The logic that led to the -frame_delay option was discussed here:
http://forum.arcadecontrols.com/index.php/topic,128993.msg1313217.htmlInitially, -frame_delay was implemented to theoretically help removing 1 frame of lag by "delaying" the emulation of the next frame as much as possible, ideally right before or during the vblank period. This would allow to get the most up-to-date input state before going into the emulation itself. The "technical" problem involved is that it would require a cpu that's fast enough to emulate each frame at a fraction of the time that the original hardware did. A crude estimation was done that the cpu should be able to keep the speed above 1250% steadly when running unthrottled for the intended effect to be achieved. Then it was suggested to implement this option with gradual steps from 1 to 9, where 1 stands 10% of a frame period, and 9 stands for 90%, so one could adapt it to get the longer possible delay with the current hardware.
So theoretically, using -frame_delay 1 would be almost equal to not using -frame_delay at all, just 10% more chances of catching the input in time for the next frame.
BUT, surprisingly, the way -frame_delay was implemented (when used with ATI cards and d3d) has an unexpected side effect: it bypasses a frame queue that the drivers secretly arrange when vsync is used.
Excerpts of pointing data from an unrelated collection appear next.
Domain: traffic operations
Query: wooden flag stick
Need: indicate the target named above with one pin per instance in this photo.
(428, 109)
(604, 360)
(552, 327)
It turns out this frame queue adds a lag of 2-3 frames by itself, so bypassing it has a massive effect in input responsiveness, way more important that the one that was originally intended by the -frame_delay implementation.
That's why by simply enabling -frame_delay with 1, most of the perceived input lag disappears. The extra gain that would come from raising from 1 to 9 only translates to the last remaining frame of lag, and only statistically (e.g. it may help with 33% of the total frames), and probably may only be detected by recording a high speed video, and only on already highly optimized systems.